Github PK Tool:Github PK Tool

Simulating batch effects

HelloWorldLTY opened this issue · comments

Hi, I have a specific requirement of using splatter.

I have a dataset with m batches and n cell types, and I hope to simulate a same dataset with m batches and n cell types, same as scDesign3 (https://www.nature.com/articles/s41587-023-01772-1) did.

How to set parameters for my case? I cannot find tutorial for this case. Directly use the estimate gives me the results for one batch and one group. Can I tell the estimation process the name of my batch column and cell type column? I intend to keep the original cell-type information as well as the cell-batch-cell type matching relation.

Thanks a lot.

I think one appraoch is to split the whole dataset into different batch by celltype file, and then combine all the simulation results. Do you think it is a proper plan? Thanks.

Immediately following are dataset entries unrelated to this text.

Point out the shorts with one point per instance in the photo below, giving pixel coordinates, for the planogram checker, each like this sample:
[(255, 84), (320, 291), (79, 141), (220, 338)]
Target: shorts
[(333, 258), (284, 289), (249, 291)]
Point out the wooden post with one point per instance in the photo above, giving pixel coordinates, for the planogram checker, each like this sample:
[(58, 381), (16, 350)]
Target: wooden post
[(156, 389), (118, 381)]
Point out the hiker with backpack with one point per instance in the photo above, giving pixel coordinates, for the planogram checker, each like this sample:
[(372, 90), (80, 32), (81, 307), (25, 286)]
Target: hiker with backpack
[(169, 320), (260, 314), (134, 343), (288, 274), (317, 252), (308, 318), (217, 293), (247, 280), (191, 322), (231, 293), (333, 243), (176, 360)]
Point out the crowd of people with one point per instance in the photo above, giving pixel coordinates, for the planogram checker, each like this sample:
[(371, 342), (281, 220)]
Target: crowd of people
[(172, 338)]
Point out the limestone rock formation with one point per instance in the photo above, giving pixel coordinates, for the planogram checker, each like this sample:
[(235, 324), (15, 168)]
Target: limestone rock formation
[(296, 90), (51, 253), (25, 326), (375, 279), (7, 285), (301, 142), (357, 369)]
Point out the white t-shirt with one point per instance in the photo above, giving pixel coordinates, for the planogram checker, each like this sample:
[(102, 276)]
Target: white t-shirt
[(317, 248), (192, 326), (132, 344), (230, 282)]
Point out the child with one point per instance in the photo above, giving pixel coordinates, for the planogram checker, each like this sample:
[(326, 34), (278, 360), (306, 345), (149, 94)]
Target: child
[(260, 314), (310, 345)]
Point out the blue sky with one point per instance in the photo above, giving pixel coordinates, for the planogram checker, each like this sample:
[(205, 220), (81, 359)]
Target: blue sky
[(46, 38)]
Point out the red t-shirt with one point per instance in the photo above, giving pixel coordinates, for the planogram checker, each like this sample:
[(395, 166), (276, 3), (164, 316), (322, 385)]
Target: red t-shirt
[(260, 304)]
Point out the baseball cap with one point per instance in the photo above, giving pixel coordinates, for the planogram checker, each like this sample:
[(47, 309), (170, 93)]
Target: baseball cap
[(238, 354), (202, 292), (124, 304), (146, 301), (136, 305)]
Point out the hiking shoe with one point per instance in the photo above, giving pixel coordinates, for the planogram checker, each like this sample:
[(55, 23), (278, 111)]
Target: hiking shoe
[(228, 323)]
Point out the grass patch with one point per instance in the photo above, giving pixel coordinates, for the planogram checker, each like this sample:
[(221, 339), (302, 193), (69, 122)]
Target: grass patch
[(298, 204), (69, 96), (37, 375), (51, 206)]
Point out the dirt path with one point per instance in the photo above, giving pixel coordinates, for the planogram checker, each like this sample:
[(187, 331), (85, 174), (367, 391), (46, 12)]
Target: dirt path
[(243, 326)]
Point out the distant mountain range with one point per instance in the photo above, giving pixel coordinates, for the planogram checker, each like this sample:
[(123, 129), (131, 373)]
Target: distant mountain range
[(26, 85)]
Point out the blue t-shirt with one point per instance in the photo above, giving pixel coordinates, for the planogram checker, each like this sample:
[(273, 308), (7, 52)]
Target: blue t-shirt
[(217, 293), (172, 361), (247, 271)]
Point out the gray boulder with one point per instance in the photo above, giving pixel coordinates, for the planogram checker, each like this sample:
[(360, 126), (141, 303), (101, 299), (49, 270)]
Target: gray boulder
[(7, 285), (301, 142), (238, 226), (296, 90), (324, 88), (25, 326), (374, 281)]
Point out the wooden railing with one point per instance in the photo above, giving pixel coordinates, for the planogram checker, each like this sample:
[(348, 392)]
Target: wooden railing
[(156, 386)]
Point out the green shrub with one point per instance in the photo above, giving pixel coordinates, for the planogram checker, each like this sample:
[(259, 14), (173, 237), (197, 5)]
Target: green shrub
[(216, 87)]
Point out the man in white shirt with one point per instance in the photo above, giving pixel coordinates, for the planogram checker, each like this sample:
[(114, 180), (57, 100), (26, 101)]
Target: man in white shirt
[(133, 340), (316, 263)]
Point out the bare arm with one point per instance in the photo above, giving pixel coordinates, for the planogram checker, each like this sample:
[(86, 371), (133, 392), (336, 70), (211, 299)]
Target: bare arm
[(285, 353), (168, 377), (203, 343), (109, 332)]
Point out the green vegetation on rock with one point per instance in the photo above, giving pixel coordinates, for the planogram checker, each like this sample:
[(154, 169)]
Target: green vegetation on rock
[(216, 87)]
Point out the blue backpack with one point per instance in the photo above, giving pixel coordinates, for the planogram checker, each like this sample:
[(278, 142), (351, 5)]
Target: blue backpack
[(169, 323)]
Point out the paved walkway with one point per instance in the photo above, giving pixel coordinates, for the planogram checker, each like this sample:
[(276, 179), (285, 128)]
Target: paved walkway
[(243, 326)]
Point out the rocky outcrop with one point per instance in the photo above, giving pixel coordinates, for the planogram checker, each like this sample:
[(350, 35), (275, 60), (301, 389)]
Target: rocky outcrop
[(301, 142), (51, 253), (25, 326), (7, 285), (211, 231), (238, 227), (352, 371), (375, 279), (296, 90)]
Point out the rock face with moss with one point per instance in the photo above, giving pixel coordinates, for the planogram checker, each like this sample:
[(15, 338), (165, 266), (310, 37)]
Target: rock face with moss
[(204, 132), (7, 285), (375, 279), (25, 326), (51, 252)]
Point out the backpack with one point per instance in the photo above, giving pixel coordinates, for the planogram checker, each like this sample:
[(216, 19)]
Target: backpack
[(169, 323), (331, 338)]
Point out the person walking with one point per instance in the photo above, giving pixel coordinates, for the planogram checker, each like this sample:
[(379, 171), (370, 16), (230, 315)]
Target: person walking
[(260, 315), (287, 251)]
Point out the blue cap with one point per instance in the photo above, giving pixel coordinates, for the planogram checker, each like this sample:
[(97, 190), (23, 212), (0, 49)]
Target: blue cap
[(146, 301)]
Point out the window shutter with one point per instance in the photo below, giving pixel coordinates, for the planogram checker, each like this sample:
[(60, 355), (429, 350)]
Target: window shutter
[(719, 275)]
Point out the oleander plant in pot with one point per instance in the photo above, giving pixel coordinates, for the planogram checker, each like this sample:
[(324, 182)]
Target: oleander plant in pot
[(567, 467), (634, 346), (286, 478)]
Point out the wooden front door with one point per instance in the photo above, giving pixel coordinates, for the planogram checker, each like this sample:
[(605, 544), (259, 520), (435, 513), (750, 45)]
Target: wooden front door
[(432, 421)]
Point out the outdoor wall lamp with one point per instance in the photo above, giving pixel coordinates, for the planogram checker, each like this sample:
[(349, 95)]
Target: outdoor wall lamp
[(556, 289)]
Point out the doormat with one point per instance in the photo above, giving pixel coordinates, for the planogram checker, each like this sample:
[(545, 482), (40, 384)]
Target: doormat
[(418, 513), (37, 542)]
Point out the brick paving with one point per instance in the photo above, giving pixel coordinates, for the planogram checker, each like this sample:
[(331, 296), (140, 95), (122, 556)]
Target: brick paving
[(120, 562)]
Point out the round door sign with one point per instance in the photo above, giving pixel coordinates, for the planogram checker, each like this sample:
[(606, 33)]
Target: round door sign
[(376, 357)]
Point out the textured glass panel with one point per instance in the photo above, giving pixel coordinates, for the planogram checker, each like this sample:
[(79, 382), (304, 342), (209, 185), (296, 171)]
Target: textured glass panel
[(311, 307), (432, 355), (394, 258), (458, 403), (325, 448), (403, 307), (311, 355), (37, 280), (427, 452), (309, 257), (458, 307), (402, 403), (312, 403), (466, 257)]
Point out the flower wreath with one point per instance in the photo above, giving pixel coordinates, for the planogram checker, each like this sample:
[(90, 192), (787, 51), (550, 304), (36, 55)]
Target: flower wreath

Batch effect parameters for the Splat simulation are not estimated from the data and need to be provided by the user. See the "Batch effects" section of the parameters vignette for more details.

Splat simulations completely independent of each other so your suggested approach is definitely NOT recommended.

Thanks. So based on my request (Say, I need to simulate multi-batch data with multi-cell-type-label with splatter based on a real dataset), do you have other suggestions? Thanks.

I used to think about some designs. All of the designs are based on parameters from spatialEstimate.

My first approach is to split dataset into different batches, and use the library_{subbatch}.loc / library_{total}.loc as df.facBatchloc, etc. And set the proprotion of cell types based on the cell type distribution of the total dataset. But here I still cannot simualte the celltype similarity since I cannot obtain de.fac etc. parameters from the raw dataset. Moreover, each batch may have its specific cell types.

Another plan is to split dataset by cell type, but since you mentioned the independent case, I think I cannot obtain meaningful parameter settings from this design.

While the Splat simulation estimates several parameters from a dataset it is not designed to completely reproduce a real dataset (unlike some other models). Instead, it allows you to flexibly design a scenario for testing whatever you are trying to evaluate. It may be possible to get something close to what you want using a combination of the batch effect and DE parameters but it will require manually specifying those.

Closing this issue but please comment if you have further questions.